Purpose: : Oxidative modification of proteins has been implicated in various neurodegenerative processes, including covalent derivitization with polyunsaturated fatty acid (PUFA)–derived adducts, such as 4–hydroxynonenal (HNE), 4–hydroxyhexenal (HHE), and carboxyethylpyrrole (CEP), as well as nitrosylation of tyrosine (NT). We assessed rod outer segment (ROS) proteins, particularly rhodopsin, for such modifications in rat retinas undergoing retinal degeneration due to intense light exposure ("light damage") and in a model of Smith–Lemli–Opitz syndrome (SLOS).

Methods: : Adult (3–mo old) normal and AY9944–treated (SLOS model; see Fliesler et al., Arch. Ophthalmol. 122:1190, 2004) Sprague–Dawley rats were exposed to intense green light (24 h,1700 lux, 490–580 nm), while unexposed cohorts were kept in darkness. ROS membranes were prepared from pairs of retinas for each condition; in parallel, eyes from each group were taken for morphological and immunocytochemical analysis. Proteins were resolved by SDS–PAGE, with and without pre–boiling: one gel from each group was silver–stained, while companion gels were blotted and probed with antibodies to opsin, HNE, HHE, CEP, or NT.Correlative immunfluorescence analysis was performed with these same antibodies, using Cy3–conjugated secondary antibodies and DAPI counterstaining.
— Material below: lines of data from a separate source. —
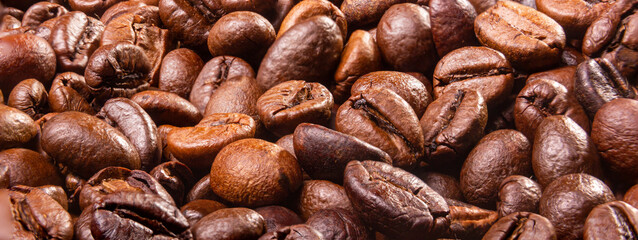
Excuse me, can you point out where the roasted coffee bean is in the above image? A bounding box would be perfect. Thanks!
[180,199,226,226]
[574,58,636,118]
[539,173,614,239]
[84,43,152,105]
[429,0,479,57]
[433,47,514,109]
[158,48,204,99]
[48,72,96,115]
[483,212,557,240]
[514,79,590,141]
[86,192,193,239]
[7,78,49,119]
[0,33,56,95]
[474,1,566,71]
[0,148,64,188]
[496,175,542,217]
[350,71,433,117]
[149,161,195,206]
[256,16,345,89]
[583,201,638,240]
[332,30,382,104]
[344,161,450,239]
[420,90,487,168]
[210,139,302,207]
[192,208,265,240]
[189,56,255,112]
[0,104,38,149]
[255,205,303,233]
[78,167,175,209]
[49,11,104,74]
[460,129,532,209]
[292,123,392,183]
[96,98,162,171]
[536,115,602,186]
[22,2,69,27]
[376,3,436,73]
[591,98,638,181]
[167,113,256,177]
[41,112,141,179]
[131,90,202,127]
[257,80,334,136]
[336,88,424,168]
Results: : Rhodopsin was not immunopositive to anti–HNE or –NT under any condition, whereas other ROS proteins were; however, no ROS proteins reacted appreciably with anti–HHE or –CEP. Boiling promoted opsin oligomerization, exposing more intense HNE–immunoreactivity in the M_r 31–45 kDa region (previously dominated by opsin monomer). Anti–NT immunoreactivity increased in non–opsin higher MW proteins with light damage, but not with AY9944 treatment. Very faint or no ROS immunofluorescence was observed with anti–HNE, –HHE, –CEP, or –NT; in contrast, robust ROS anti–opsin immunofluorescence was observed.

Conclusions: : Rhodopsin resists HNE, HHE, CEP, and NT modifications under conditions of intense light exposure or that mimic SLOS, whereas other ROS–resident proteins do acquire some of these modifications. Thus, oxidative damage to opsin is not a significant event in the etiology of these retinal degeneration models.